Project Title Software to Extract Deleted Virtual Machine Files from a VMFS Volume
Project Start Date: 2016/06
Project Completion Date: 2016/08
Field of Science or Technology: Software Engineering and Technology
Purpose of work
To achieve technological advancement for the purpose of creating new or improving existing materials, devices, products or processes.
Experimental Development:
Overcoming Uncertainties, Work Performed, Achievements, and Outcome
Background:
We received a large multi-volume RAID storage array that utilized a Virtual Machine File System (VMFS) as the host file system. The file system contained files for multiple virtual machines (VMs) in the client’s environment. The array suffered a multiple drive failure, therefore the client and their IT consultants attempted to replace and rebuild the failed drives in the storage array. The overall storage system contained multiple independent RAID arrays and volumes, and drives from different arrays were placed in incorrect positions when rebuilt. Due to the extensive amount of damage resulting from the incorrect rebuild, the VMFS volumes would no longer mount.
Goal:
We attempted to recreate the original configuration in our labs by removing the drives that were known to be invalid and rebuilt those from parity.
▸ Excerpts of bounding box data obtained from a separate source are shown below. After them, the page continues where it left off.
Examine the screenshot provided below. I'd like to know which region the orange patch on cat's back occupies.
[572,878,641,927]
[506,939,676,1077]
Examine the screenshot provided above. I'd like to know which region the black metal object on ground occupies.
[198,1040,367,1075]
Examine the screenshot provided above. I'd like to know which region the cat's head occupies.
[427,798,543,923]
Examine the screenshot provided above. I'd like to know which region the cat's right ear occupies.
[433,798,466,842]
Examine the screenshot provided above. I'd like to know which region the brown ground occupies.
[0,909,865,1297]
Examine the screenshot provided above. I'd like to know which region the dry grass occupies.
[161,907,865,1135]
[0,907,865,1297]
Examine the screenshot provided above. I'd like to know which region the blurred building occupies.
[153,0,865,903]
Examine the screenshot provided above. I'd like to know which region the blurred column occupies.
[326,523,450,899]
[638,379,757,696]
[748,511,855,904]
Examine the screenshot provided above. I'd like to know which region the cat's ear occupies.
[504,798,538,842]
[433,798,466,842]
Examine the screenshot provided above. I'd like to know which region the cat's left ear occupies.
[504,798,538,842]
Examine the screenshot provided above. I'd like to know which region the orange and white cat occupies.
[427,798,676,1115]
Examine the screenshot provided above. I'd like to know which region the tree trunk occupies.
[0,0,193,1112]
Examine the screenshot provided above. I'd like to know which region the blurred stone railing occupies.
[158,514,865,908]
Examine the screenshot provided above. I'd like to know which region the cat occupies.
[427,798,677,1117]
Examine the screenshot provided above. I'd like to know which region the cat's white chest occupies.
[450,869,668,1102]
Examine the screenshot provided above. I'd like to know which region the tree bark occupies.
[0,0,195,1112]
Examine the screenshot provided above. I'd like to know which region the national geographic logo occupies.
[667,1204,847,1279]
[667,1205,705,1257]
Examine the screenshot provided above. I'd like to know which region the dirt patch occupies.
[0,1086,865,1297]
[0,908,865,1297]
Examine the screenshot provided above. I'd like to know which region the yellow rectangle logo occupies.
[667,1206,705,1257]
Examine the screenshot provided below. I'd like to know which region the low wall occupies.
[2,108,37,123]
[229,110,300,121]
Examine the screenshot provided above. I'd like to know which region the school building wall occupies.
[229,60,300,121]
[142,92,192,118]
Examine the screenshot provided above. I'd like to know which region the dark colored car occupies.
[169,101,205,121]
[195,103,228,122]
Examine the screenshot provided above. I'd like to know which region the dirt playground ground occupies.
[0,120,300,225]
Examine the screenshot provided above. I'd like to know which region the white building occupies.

The result was a very damaged file system, but there was still a large amount of file system metadata and user data that was not damaged. There are very few companies that deal with highly damaged VMFS file systems, so any tools found on the internet were very basic and were only useful with undamaged or lightly damaged structures.
Our aim was to reverse engineer the VMFS metadata structures in order to see if it was possible to manually extract deleted/missing virtual machine (VM) files. The publicly available tools claimed to recover deleted files, but didn’t address file systems that were either reformatted or missing some of the original file metadata. If we were successful at extracting the deleted VM, we needed to see if it was possible to repair missing/corrupted structures since we highly suspected damage due to the incorrect RAID rebuild. If this wasn’t possible, we wanted to investigate if it was possible to create a utility to extract the virtual machine files and patch areas where the metadata traversed corrupted areas. With the lack of accurate technical documentation and an no publicly available utilities to recover highly damaged VMFS hosts, we were uncertain whether it would even be possible to reach our goal.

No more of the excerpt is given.